In an irony of history, the policy implications of this ideology cash out to little more than, essentially, Bill Clinton's platform in the 1990s. This was my mother's generation's attempt to synthesize Sixties-era cultural liberalism with Eighties-era entrepreneurial capitalism: free markets, free inquiry, promote technology, and use the government to invest in people.

(Not coincidently, many leaders of the Tech New Right—Musk, RFK Jr., Ackman, Andreessen, and Trump himself—were 1990s Clintonites. To invert the phrase of old communists like my grandfather: "real Clintonianism has never been tried.")

First, liquidate the grift. Ray Dalio: "It is now clear that Trump will reform government and country like a corporate raider engaging in a hostile takeover of an inefficient company, making huge reforms by changing people, slashing costs, and infusing new technologies."

Second, thaw the mind control. Constrain cancel culture. Protect free speech. Reward outsider science.

Third, accelerate technology. Re-regulate crypto, AI, nuclear, and biotech.
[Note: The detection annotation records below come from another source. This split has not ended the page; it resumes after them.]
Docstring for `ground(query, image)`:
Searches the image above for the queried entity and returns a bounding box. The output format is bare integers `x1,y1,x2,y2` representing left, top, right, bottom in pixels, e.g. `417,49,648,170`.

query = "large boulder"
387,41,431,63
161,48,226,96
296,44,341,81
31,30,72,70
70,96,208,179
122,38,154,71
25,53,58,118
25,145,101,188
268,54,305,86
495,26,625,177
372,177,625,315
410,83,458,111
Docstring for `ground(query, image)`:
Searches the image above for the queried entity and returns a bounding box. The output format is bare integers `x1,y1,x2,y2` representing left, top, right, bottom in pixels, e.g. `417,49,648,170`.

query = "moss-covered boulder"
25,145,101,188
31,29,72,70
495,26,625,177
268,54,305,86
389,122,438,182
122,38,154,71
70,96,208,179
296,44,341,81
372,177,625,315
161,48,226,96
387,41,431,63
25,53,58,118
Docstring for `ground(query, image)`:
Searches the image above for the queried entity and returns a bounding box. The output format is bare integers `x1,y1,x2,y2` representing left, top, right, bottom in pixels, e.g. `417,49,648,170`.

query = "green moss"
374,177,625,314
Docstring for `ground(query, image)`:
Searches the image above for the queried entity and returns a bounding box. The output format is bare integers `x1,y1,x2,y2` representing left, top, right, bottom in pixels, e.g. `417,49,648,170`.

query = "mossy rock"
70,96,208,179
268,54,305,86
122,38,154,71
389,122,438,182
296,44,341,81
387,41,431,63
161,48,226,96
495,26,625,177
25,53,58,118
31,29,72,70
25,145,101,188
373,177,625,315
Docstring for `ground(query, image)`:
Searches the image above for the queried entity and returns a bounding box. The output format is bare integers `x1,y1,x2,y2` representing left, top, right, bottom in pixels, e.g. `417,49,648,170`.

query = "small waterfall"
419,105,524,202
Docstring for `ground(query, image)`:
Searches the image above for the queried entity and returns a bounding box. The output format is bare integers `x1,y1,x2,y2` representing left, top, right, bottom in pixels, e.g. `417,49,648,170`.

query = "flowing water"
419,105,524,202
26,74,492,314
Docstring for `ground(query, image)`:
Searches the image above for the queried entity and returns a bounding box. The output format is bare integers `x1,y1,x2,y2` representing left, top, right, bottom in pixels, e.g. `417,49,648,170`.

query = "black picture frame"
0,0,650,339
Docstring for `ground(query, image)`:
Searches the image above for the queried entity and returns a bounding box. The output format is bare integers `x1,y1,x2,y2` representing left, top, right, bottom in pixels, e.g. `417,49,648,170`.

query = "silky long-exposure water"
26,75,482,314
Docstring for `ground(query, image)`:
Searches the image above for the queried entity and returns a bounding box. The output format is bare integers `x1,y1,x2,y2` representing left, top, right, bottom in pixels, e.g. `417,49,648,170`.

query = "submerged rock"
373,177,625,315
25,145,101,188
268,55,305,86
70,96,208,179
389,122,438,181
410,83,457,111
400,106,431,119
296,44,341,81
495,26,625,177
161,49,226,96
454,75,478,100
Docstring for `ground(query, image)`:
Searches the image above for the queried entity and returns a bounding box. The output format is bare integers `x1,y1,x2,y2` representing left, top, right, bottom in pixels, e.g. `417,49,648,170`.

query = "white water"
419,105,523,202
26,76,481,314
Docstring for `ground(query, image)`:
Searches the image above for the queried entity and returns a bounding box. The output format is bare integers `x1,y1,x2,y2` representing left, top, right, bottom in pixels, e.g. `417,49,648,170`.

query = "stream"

Fourth, invest in human capital. Recruit talented immigrants. Don't let anyone come in illegally. Rid toxins from everything. Make cities safe by punishing criminals. Deflate identity politics when it undermines meritocracy. Make things beautiful.

Rivalry

It's not that tech loves Trump the man. Talking about his character is like fighting the last war. Rather, tech found someone who hates those who hate them as much as they do and has the fire to win. Trump is, in Kissinger's words, "one of those figures in history who appears from time to time to mark the end of an era and to force it to give up its pretences."

Power will transfer. The Establishment managed the rise of its rival elites on the West Coast since the new millenium successfully. Gates spent the '00s ingratiating himself with the Davos set and Zuckerberg spent the '10s apologizing to The Times. But then the Pandemic cut down the Establishment's credibility and shot steriods into the tech sector's economics and now the rivalry's explicit. History's turned on the last man.